Whereas, if you create your own Java image and draw into that, which is really easy to do in Java as most of you know I'm sure, and then blip that image you'll actually be triple buffered on Mac OS X, which is kind of wasteful. So again, we take care of the swing. So what I do in the case where I want to implement this is I just go ahead and use the swing stuff and use Jpanel, etc. and then it'll all just be taken care of.

: So this is another issue from ECOWAS 10. It's performance related. Basically, the hard work of doing live window resizing is yours, the app developers. We'll make, of course, all the primitive stuff fast, but When you do live window sizing, suddenly component.paint actually has to be fast, right?

Because it's going to be called every time you move the little bottom of the window. So if your code can't handle that, you'll either have real chunky performance when you're moving the window. It'll act funny, like you have a low frame rate or something, and the mouse will become unresponsive. Or what you can do is do some kind of threaded rendering.

So the case, some cases are like JPEG loading, where you show what you got, don't wait. Or if you've got just a real complicated image, maybe you just pass over and do some kind of simple version of that. And queue up a thread that does the rest of the work. And then at that point, if it's real complicated like that, maybe you would use double, another buffer. In fact, be triple buffered, but draw to an image and then do it later.

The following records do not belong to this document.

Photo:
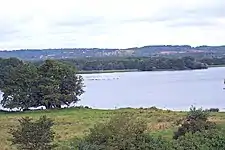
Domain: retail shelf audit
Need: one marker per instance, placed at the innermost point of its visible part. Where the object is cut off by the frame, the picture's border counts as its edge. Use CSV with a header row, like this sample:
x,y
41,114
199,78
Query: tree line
x,y
138,63
50,84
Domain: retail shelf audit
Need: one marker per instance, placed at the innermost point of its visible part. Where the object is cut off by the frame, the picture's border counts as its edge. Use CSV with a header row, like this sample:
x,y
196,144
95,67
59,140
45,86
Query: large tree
x,y
51,84
58,84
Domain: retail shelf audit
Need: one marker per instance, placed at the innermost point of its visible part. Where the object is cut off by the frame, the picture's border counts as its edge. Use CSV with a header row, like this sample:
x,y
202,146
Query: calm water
x,y
176,90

That gets a little more complicated because then as the size changes, maybe you want to sample and draw images. And then scale. I can talk to people afterwards if there's specific examples for that. The main thing I want to point out is that with live resizing, your paint is going to be called a lot. And so it needs to be as fast as you can make it. So I guess that's all for my slides.

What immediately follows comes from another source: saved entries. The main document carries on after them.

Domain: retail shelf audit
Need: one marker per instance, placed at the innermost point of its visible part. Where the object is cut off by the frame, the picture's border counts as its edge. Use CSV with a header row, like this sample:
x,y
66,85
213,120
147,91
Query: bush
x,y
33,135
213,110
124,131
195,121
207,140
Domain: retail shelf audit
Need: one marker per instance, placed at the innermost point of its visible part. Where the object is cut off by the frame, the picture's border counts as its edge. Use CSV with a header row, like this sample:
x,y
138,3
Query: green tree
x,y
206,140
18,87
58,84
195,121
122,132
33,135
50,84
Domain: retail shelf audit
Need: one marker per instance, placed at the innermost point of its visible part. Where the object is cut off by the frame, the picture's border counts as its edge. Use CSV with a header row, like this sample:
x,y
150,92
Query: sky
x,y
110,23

I guess I really don't have much to say as far as the summary is concerned, but the environment that you'll be working in is a little bit different than MRJ. And there are going to be some different things that you may have spent a lot of time trying to get performance on in MRJ.

They're going to be a little bit different when you get to Mac OS X. So hopefully we've sort of covered a broad enough area that you keep these things in mind when you're working. So I guess I'm going to get Alan to come up and coordinate a Q&A session. We've got time.